Через секунду Флер держала в руках вырезку из журнала с весьма примечательным заголовком — «Байрон и бригада мальчиков»:

«Что может возразить Байрон Патрик, убежденный холостяк и второразрядный актер киностудии „Эй-Си-Ай“, тем, кто утверждает, что он, ошиваясь в поисках работы по различным киностудиям, вступал в интимные отношения с некоторыми голливудскими джентльменами? Скорее всего он постарается отделаться типичной фразой: „Никаких комментариев“ — как это сделал, например, Перри Браун, его агент по связи с прессой. Однако сами эти господа могут сообщить нам нечто весьма интересное. Байрон, которого пятнадцать месяцев назад подобрала на улице Наоми Макнайс и который теперь всегда рядом с ней на всех премьерах и приемах, говорят, был тесно связан с Линдсей Ланкастер, новым ярким приобретением киностудии „Эй-Си-Ай“. Интересно, этот парень соображает, что делает?»

— Кто такая Линдсей Ланкастер? — спросила Флер, не узнавая своего голоса.

— — О, в сущности, пустое место, дорогая. Одна из многих едва заметных голливудских звезд в то время.

Кажется, сейчас она замужем за каким-то сосунком, владельцем консервной фабрики или чего-то в этом роде.

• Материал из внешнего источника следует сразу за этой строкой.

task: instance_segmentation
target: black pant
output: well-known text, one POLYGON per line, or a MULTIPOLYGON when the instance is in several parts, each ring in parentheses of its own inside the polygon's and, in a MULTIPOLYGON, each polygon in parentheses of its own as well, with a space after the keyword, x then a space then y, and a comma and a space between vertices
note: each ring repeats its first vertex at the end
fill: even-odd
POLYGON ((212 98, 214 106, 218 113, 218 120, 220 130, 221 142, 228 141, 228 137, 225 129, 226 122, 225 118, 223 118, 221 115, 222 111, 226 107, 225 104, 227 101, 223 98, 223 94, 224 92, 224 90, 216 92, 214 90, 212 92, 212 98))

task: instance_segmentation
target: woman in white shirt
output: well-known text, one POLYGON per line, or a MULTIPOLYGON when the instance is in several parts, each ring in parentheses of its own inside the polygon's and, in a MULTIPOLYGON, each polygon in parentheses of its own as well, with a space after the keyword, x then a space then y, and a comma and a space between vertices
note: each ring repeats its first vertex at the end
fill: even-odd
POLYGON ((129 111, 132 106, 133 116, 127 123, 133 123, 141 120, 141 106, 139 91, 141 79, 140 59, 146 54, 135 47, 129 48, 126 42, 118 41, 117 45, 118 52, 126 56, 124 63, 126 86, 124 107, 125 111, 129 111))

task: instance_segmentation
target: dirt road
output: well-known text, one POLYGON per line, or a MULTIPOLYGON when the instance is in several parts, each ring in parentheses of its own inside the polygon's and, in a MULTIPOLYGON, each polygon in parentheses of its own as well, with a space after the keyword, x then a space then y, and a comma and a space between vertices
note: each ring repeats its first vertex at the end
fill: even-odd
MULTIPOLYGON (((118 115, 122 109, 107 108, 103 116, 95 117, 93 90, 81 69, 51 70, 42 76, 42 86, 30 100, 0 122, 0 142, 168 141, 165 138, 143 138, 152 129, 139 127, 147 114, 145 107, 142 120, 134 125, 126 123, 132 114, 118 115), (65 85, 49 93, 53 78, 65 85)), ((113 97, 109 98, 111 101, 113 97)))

Дважды перечитав эту маленькую заметку, Флер опустила голову на руки и заплакала, Роза подошла к девушке и дружески обняла се.

— Не надо плакать, — сказала она дрогнувшим голосом. — Все это позади. Мне очень жаль, Флер, очень.

— Вы не понимаете, — всхлипывала Флер. — Я так любила его. Он казался мне совершенством — добрый, сильный, смелый и очень веселый. Он шутил даже в самые трудные времена, никогда не выходил из себя, не кричал на нас, придумывал самые разные игры, выполнял все мои желания. А сейчас.., сейчас…

— Флер, — решительно прервала ее Роза, — взгляните на это с другой стороны. То, что он был гомосексуалистом, ровным счетом ничего не значит. Это не перечеркивает всех его достоинств. Он остался таким же славным, добрым и смелым. Внутренне Брендон не изменился, понимаете? Вы можете по-прежнему любить его и помнить о нем, как это делаю я.

Флер подняла голову.

— Это правда? Вы до сих пор любите его?

— — Конечно, Флер. Послушайте, Голливуд — ужасное место. Как только человек приезжает туда, его моральные установки сразу же начинают меняться. Все теряют там ощущение реальности, становятся неисправимыми прагматиками. Особенно те, кто голоден. А еще больше те, кто знает, что голодает их маленькая дочка. — Она сделала паузу и ласково посмотрела на Флер.

— Как вы думаете. Роза, кто мог рассказать им это? — спросила Флер. — Кто-то вроде Перри Брауна или Хилтона Берелмана? Похоже, мой отец обидел их обоих.